As a rule, I don’t like horror films – not because I scare especially easily but more due to the fact that I am both disgusted and bored by gore. However, I recently read about the relationship between director Alfred Hitchcock and star of The Birds and Marnie, Tippi Hedren, a model and actress discovered by Hitchcock in the early 1950s. Hitchcock’s reported unreciprocated obsession with Hedren effectively ruined her career: her contract with him preventing her from working for anyone else. Perhaps most shockingly of all, however, during five days of filming of the penultimate scenes of The Birds, Hedren was in fact pelted with live birds.
This real life romantic obsession/revenge dynamic was fascinating to me.
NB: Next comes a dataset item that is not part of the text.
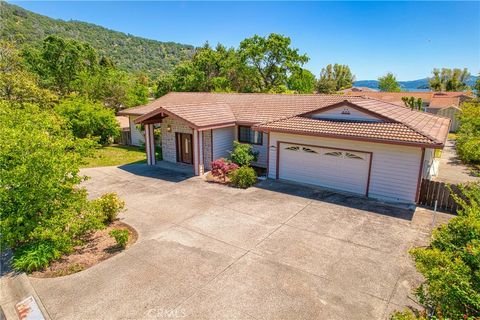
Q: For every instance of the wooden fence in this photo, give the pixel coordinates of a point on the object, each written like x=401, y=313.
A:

So, while I may claim not to appreciate the genre, I decided there was analysis to be had in The Birds: also known as My First Hitchcock. Of course, the film has been reviewed numerous times over the years, and there is simply one aspect I want to focus on: the female characters, specifically Melanie. I expected little from the female characters in this film: firstly because it was produced by a man in the early 1960s, but more specifically due to Hitchcock’s feelings regarding Hedren. I was thus pleasantly surprised to discover that, for the majority of the film, Melanie is in her own right a fantastic character. She is confident and strong, warmly charming those around her in order to
achieve her goals. Her relationship with Annie (Suzanne Plechette) is something that I feel modern day film makers could learn a lot from.
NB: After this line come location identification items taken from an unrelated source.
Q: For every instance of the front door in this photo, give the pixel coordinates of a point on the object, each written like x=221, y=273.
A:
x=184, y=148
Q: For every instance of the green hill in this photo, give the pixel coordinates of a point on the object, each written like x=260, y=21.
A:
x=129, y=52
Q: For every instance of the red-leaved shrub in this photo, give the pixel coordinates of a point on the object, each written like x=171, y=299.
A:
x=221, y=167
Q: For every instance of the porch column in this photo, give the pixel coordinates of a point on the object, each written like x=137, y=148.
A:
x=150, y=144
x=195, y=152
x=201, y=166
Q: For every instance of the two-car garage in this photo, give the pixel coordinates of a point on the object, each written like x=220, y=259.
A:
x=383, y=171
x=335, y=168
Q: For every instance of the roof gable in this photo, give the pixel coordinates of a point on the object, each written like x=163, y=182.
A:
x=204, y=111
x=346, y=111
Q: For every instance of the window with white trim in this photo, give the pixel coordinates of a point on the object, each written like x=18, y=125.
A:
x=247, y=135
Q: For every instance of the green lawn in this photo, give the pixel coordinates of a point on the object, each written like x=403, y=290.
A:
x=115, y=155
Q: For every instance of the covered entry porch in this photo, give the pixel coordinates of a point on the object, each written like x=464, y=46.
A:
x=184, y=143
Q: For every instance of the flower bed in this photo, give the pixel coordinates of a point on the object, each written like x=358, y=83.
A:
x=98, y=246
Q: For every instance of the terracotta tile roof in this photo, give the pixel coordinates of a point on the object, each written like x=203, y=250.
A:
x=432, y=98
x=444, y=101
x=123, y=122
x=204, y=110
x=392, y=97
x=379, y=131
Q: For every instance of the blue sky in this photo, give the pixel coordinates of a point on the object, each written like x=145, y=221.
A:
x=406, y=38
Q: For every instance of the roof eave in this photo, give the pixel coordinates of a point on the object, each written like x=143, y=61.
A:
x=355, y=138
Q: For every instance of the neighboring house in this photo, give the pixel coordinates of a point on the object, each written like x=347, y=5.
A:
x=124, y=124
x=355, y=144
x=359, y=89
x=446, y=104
(Suzanne Plechette and Tippi Hedren in ‘The Birds’)
Although there is brief animosity between the two invoked by their respective relationships with the male lead, Mitch (Rod Taylor), Melanie and Annie do not treat each other like bitter love rivals, instead respecting each other enough that they even become friends. Perhaps more realistic than the hair pulling cat fights seen frequently in more recent productions. Melanie is also taken seriously throughout the film. For example, when alerting locals in a café to the dangers posed by the gathering birds, she is not dismissed as simply an irrational woman – because she is not. My positive feelings about the film and its female characterisation lasted until the penultimate, bird-chucking scenes. While Mitch and his family sleep in the living room of their house that has been boarded up in order to prevent death-by-beak, Melanie decides it would be a great time to carry out a little exploration upstairs. Naturally, this is when all feathery hell breaks loose. As she slowly climbed the stairs, I felt myself screaming at the screen. Why would a character who has otherwise been so rational and intelligent decide to make this move? Curiosity? Hysteria? Rebellion? It’s fair to say that Melanie’s reputation of rebelliousness precedes her at the beginning of the film, but she adamantly defends herself throughout, both vocally to Mitch, but also in her behaviour. My fear is that she is sent upstairs in order to make Mitch the hero, the stereotypical image of masculinity, carrying Melanie’s limp, injured body back down the stairs and leading the family to safety. I wouldn’t have such a problem with this if that had been the apparent dynamic throughout the movie – but I truly expected more. I did enjoy The Birds. The suspense was fantastic and I appreciated that it resulted from something other than the threat of an axe murderer. I will definitely continue to explore Hitchcock’s work, but my expectations of characterisation have been pared right back once again. It’s a shame, that.